Neurontin (Pfizer/Parke-Davis)

Neurontin is approved for the adjust treatment of epilepsy. The suit alleges that in 1995, Parke-Davis decided that it did not want to undertake the clinical trials that FDA requires in order to approve new uses for the drug and instead created an illegal promotional campaign to get more patients to use Neurontin. More than 80% of the sales of Neurontin are for uses for which the drug has never been proven safe or effective.

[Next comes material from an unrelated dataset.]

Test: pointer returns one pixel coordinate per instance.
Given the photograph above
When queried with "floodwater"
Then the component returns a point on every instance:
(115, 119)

The off-label promotion scheme remained hidden until a qui tam complaint filed by a previous Parke-Davis employee was fully unsealed by the United States District Court for the District of Massachusetts in May of 2002. Following the unsealing of the qui tam complaint, multiple federal class actions based upon the newly unsealed information were filed in various jurisdictions. These were consolidated in a federal MDL in front of Honorable Patti B. Saris, and HBSS was appointed Liaison Counsel as well as Co-Lead Counsel representing a class of consumers and third party payors who paid for prescriptions of Neurontin for conditions for which Neurontin was never FDA approved and is not effective.

After years of prolonged briefing and argument, the Court issued an initial ruling on class certification in August of 2007, denying Plaintiffs' motion, but requiring resubmission of papers. In March 2009, after resubmission of class certification briefing, Judge Saris issued a ruling denying class certification for all off-label indications still in the case. Class Plaintiffs moved for reconsideration seeking certification of a class of Neurontin purchasers for a single off-label indication: bipolar disorder. The motion is under advisement with the Court.

Briefing of summary judgment motions was complete in April, 2009.

In the meantime the Court has requested and been provided competing trial plans from Plaintiffs and Defendants and has indicated a decision on the scheduling of a potential bellwether trial involving third party payors will be forthcoming.